Flythe also told detectives that he then overheard Ma’alik Herbert Edwards, 17, telling someone on the phone that he “wanted to leave.”

“Flythe believed Edwards and Forbes were preparing to rob him of the firearm,” Police Detective M.A. Clarke wrote in the complaint. “Flythe walked out of the bathroom, pointed his firearm at Forbes, and pulled the trigger.”

But there was no round in the chamber.

“Forbes attempted to reach for his firearm, which was on his hip,” the complaint said, but Flythe was able to slide a new round into the chamber and shoot first.

“Flythe then turned and shot Edwards twice, causing him to fall in the kitchen,” the complaint said.

Forbes and Flythe ran out of the house — Forbes out the front door and Flythe out back. Flythe fired twice more at Forbes outside, near 36th Street and Wickham Avenue, the complaint said.

Police got an alert of a shooting from “ShotSpotter” — a system to identify gunshot locations by way of their acoustic signals. Two officers in the area soon saw Flythe running past, shirtless with a gun in hand, the complaint said.

He tossed the weapon near some railroad tracks, a search warrant affidavit said. But officers caught up with him and found the firearm.

Forbes, who had life-threatening wounds, was taken to Riverside Regional Medical Center.
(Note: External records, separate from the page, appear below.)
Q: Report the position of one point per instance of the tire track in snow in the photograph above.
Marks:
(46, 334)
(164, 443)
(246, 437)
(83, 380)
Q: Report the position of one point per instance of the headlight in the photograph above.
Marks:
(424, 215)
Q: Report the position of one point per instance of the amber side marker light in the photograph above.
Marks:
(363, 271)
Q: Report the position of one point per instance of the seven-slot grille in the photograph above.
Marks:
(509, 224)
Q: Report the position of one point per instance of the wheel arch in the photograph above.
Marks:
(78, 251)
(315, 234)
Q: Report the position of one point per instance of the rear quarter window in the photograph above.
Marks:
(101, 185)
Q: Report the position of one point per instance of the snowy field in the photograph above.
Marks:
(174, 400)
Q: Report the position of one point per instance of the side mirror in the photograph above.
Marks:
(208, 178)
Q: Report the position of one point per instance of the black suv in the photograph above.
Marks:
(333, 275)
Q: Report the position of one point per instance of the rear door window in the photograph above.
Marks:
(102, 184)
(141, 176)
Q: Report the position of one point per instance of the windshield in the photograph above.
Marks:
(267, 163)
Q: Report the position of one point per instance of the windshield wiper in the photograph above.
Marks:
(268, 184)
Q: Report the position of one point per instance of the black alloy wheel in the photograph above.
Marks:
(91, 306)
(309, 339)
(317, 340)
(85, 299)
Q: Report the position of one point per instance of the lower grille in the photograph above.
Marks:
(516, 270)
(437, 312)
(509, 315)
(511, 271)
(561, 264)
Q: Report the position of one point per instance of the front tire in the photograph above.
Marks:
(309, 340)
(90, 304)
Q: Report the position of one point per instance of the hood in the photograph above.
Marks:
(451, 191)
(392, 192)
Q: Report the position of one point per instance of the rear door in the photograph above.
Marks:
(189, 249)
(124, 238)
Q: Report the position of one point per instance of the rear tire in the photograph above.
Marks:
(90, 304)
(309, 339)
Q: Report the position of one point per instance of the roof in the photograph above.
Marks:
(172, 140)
His condition couldn’t be determined Friday.

Officers at the scene also heard screams coming from the Wickham Avenue apartment, and they found Edwards suffering from multiple gunshot wounds in the kitchen, near seven cartridge casings.

He was pronounced dead at the scene.

Flythe is charged with first-degree murder, aggravated malicious wounding and several gun counts.

During an interrogation on Monday evening, the complaint said, Flythe confessed to shooting both Edwards and Forbes.

Flythe explained that he was living in the Wickham Avenue apartment with his aunt, brother and teenage cousin. Edwards, he said, lived in the home “off and on,” and Flythe told police that his cousin is pregnant with Edwards’ unborn child.

Flythe told detectives that when Forbes came to the home on Monday, he got a “weird feeling,” about something about to happen.

“Flythe’s neighbor was not home,” the complaint said, but Flythe said he “let himself in” and took the gun from the couch. He then went home and began to get dressed and pack his bags when he overheard the Edwards and Forbes on the phone.

On Friday, Edwards’ 16-year-old girlfriend said she “doesn’t want to believe” that her cousin killed him, saying he was looking forward to his baby daughter who is seven months along.

“He was just focused on having a baby,” she said. “That’s all he talked about ... He was funny, sweet, goofy, and he liked to eat — he liked to eat anything, to be honest.”

Meanwhile, the next door neighbor told the Daily Press that Flythe’s story about retrieving a gun from her couch isn’t true.

“If he said he came to my house and found the gun, nobody ran into my house at all,” said that neighbor, Ebony Beamon. “I was home, I was present, the entire time, and he didn’t run in here.”

The only person who came in that evening, she said, was Edwards’ girlfriend after he was shot. “I was trying to console her,” Beamon said.

Flythe has a probable cause hearing set for Nov. 10 on the murder charge and related gun counts.